Maximum Temperatures in July (°C) | ||||||
---|---|---|---|---|---|---|
32 | 33 | 33 | 34 | 31 | 25 | 25 |
24 | 26 | 26 | 28 | 29 | 28 | 27 |
30 | 32 | 33 | 31 | 29 | 29 | 26 |
27 | 28 | 30 | 31 | 28 | 27 | 29 |
30 | 30 | 25 |
Maximum Temperatures in August (°C) | ||||||
---|---|---|---|---|---|---|
17 | 20 | 19 | 25 | 27 | 28 | 30 |
29 | 27 | 22 | 21 | 20 | 25 | 29 |
32 | 33 | 33 | 27 | 24 | 17 | 21 |
26 | 25 | 27 | 24 | 21 | 23 | 25 |
16 | 18 | 19 |
In the month of July, we see that the lowest temperature is 24°C and the highest temperature is 34°C. The range of this data is therefore 10°C (34 – 24). In the month of August, we see that the range of the data is 17°C (33 – 16). We can therefore conclude that the maximum daily temperature in this city varied more in the month of August than it did in the month of July. This kind of information could be useful, for example, in determining the month in which one prefers to take a vacation.
Note: It is obviously not possible to determine the range of qualitative data (for example, students' favourite foods as represented by the graph below) since we cannot set a maximum or minimum value for such data.

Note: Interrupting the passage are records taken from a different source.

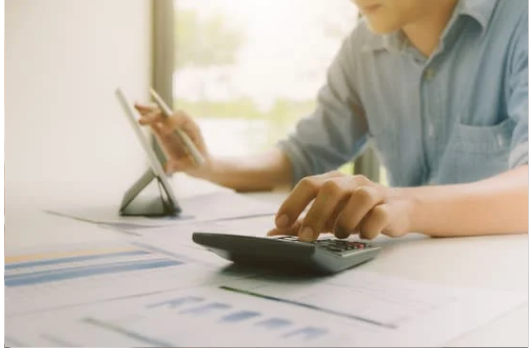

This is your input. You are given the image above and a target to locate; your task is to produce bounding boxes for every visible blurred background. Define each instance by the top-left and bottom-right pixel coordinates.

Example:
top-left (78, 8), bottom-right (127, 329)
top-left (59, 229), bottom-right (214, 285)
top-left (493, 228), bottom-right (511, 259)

top-left (173, 0), bottom-right (357, 158)
top-left (5, 0), bottom-right (379, 204)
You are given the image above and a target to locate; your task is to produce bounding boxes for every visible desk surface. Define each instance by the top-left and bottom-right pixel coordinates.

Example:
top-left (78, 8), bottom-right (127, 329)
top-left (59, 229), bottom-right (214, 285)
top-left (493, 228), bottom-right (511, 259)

top-left (4, 178), bottom-right (529, 347)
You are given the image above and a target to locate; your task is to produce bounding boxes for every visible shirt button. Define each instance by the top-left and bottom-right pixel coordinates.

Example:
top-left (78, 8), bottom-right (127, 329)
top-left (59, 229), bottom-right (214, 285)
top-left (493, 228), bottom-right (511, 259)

top-left (429, 123), bottom-right (434, 137)
top-left (424, 68), bottom-right (435, 81)
top-left (497, 134), bottom-right (504, 147)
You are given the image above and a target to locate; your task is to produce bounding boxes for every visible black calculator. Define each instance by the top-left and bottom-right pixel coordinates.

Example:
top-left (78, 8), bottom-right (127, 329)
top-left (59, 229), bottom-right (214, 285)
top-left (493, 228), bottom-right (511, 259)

top-left (193, 232), bottom-right (381, 274)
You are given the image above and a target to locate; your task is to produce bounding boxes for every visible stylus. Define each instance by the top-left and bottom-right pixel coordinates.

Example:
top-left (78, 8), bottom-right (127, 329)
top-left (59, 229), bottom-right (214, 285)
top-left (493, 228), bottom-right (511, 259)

top-left (149, 88), bottom-right (205, 166)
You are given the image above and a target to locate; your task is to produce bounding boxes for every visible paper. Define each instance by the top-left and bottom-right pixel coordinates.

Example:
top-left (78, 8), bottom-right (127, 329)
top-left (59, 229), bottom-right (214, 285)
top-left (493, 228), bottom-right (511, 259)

top-left (48, 191), bottom-right (278, 227)
top-left (6, 271), bottom-right (527, 347)
top-left (4, 237), bottom-right (262, 315)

image The four bar graph with varying shades of purple is titled "Students' Favorite Meal". The horizontal axis is named "Favorite Meals" while the vertical axis is named "Number of Students." The first bar, "Spaghetti," reaches the number 6. The second bar, "Pizza," reaches the number 8. The third bar, "Hamburger," reaches 7. And the fourth bar, "Other," reaches the number 5.Source: translated from Guide d’enseignement efficace des mathématiques, de la 4e à la 6e année, Traitement des données et probabilité, p. 107-108.

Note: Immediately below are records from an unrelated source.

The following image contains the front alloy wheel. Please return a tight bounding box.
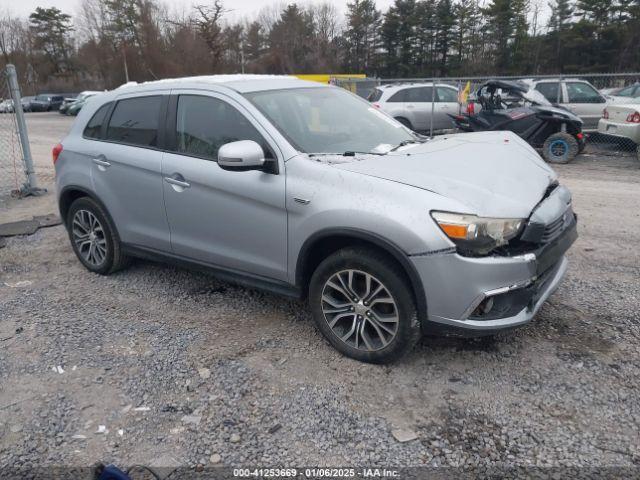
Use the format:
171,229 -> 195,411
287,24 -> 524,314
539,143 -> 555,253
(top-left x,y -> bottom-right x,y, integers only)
309,246 -> 421,363
71,210 -> 107,267
66,197 -> 129,275
322,269 -> 399,352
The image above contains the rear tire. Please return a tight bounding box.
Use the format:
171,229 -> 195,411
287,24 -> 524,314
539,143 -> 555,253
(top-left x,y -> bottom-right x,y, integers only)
66,197 -> 129,275
309,247 -> 421,363
542,132 -> 580,163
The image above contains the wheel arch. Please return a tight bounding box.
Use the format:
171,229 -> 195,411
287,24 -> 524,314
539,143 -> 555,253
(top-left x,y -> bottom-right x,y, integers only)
295,228 -> 427,322
58,185 -> 120,238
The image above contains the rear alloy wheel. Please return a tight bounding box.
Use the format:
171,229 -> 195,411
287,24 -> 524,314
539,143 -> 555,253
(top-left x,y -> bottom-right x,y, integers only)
67,197 -> 129,275
542,132 -> 580,163
309,248 -> 420,363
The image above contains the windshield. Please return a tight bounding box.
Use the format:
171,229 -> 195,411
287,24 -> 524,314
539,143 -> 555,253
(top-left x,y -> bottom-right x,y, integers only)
522,90 -> 551,106
245,87 -> 416,154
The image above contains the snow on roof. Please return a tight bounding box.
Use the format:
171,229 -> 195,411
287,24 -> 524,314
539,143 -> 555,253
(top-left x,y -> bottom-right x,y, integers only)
116,74 -> 297,90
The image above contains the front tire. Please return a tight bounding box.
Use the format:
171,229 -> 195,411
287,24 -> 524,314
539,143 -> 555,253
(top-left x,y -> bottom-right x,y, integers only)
66,197 -> 129,275
542,132 -> 580,163
309,247 -> 420,363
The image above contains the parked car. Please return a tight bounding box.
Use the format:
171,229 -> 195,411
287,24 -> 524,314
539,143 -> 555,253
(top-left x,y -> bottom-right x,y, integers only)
66,92 -> 101,116
451,80 -> 585,163
0,98 -> 13,113
20,97 -> 36,112
367,83 -> 460,132
600,82 -> 640,98
53,75 -> 577,362
609,83 -> 640,103
58,94 -> 78,114
598,104 -> 640,145
524,78 -> 614,132
31,93 -> 64,112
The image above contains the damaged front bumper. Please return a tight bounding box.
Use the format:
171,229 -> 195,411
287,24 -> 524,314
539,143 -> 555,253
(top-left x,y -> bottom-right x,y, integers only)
410,212 -> 578,336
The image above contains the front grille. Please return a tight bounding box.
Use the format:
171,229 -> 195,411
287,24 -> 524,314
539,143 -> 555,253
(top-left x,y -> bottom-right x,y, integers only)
540,214 -> 565,243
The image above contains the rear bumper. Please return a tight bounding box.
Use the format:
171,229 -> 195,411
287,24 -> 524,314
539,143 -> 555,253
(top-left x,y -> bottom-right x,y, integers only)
410,216 -> 578,335
598,118 -> 640,143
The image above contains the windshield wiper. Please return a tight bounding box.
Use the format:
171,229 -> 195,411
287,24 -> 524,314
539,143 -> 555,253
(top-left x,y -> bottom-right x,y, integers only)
389,139 -> 425,152
307,150 -> 386,157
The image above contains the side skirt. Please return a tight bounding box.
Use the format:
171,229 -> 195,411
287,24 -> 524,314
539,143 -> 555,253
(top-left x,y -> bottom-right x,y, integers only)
122,244 -> 302,299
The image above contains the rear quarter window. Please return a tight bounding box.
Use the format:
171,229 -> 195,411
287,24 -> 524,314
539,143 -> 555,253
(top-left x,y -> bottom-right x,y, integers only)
367,88 -> 382,102
387,90 -> 406,103
82,102 -> 112,139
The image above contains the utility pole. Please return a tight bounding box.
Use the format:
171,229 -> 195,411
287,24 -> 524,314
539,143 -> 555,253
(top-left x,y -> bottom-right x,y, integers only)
122,42 -> 129,83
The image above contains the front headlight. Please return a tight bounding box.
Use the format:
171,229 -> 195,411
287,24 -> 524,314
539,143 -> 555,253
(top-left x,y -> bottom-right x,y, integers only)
431,212 -> 524,255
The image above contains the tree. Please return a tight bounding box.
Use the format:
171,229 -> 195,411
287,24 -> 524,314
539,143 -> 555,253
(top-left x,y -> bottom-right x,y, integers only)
269,3 -> 315,73
193,0 -> 225,72
29,7 -> 73,74
549,0 -> 574,73
381,0 -> 418,77
435,0 -> 456,75
244,21 -> 266,64
344,0 -> 382,72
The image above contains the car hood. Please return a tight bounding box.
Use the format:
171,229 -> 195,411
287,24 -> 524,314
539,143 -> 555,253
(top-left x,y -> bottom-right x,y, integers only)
334,132 -> 557,218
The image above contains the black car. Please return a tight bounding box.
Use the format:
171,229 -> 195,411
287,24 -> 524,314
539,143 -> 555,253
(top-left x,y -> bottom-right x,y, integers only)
20,97 -> 36,112
450,80 -> 585,163
30,93 -> 64,112
58,93 -> 78,114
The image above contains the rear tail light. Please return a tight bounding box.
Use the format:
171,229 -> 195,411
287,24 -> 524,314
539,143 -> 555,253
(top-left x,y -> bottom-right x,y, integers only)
51,143 -> 62,165
627,112 -> 640,123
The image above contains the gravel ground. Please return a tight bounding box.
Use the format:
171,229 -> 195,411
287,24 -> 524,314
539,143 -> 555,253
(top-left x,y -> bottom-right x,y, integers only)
0,113 -> 640,474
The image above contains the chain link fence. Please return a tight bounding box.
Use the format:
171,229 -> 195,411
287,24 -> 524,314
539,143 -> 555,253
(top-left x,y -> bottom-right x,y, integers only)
333,73 -> 640,155
0,65 -> 38,201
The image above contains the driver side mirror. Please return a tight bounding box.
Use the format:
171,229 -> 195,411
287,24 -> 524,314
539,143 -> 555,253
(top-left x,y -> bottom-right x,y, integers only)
218,140 -> 265,171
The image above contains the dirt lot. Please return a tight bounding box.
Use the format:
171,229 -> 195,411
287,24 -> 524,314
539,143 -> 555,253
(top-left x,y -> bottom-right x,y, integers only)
0,114 -> 640,472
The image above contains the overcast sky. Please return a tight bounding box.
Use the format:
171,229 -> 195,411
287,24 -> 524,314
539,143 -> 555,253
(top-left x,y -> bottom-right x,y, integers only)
0,0 -> 393,20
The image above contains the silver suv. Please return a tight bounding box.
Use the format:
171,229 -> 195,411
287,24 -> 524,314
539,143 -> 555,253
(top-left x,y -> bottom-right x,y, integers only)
367,83 -> 460,132
524,78 -> 614,132
53,76 -> 577,362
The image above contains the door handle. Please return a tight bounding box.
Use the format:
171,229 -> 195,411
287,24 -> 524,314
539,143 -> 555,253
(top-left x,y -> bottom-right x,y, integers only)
164,177 -> 191,188
92,158 -> 111,167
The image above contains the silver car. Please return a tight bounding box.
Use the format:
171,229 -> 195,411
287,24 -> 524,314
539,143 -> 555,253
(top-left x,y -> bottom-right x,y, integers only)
367,83 -> 460,132
524,78 -> 615,132
53,76 -> 577,362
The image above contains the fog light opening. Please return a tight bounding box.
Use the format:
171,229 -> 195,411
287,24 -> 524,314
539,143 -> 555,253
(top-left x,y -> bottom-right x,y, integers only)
471,297 -> 493,317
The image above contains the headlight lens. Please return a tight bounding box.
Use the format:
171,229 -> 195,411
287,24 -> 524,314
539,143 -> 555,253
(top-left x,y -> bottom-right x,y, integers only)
431,212 -> 524,255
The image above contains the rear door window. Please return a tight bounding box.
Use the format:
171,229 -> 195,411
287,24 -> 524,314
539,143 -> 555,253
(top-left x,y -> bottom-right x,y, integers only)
436,87 -> 458,103
367,88 -> 382,102
616,85 -> 636,97
107,95 -> 162,147
387,90 -> 406,103
535,82 -> 562,103
567,82 -> 604,103
405,87 -> 433,103
82,102 -> 111,139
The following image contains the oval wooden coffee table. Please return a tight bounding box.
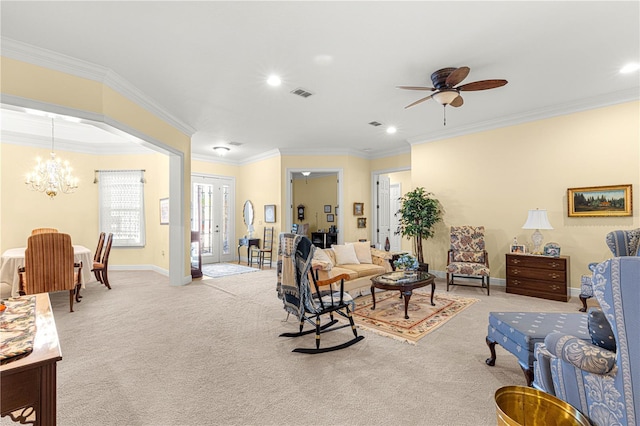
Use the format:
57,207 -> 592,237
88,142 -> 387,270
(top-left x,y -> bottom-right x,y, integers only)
371,271 -> 436,319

Knowledge: Measures of Central Tendency (Mode, Mean, Median)
Mode
The mode of a set of data represents the data item with the greatest frequency, that is, the data item(s) that appear most often. The mode is particularly significant in survey settings where is it necessary to determine what is the most popular, most sold, most frequent, etc. As the examples below illustrate, it is possible to determine the mode of a quantitative or qualitative set of data.
Example 1
The table below shows the data corresponding to the number of children in the families of the students in the class. It can be seen that the most frequent number is 2, indicating that there are more families with two children. The mode of this quantitative set of data is therefore two children per family.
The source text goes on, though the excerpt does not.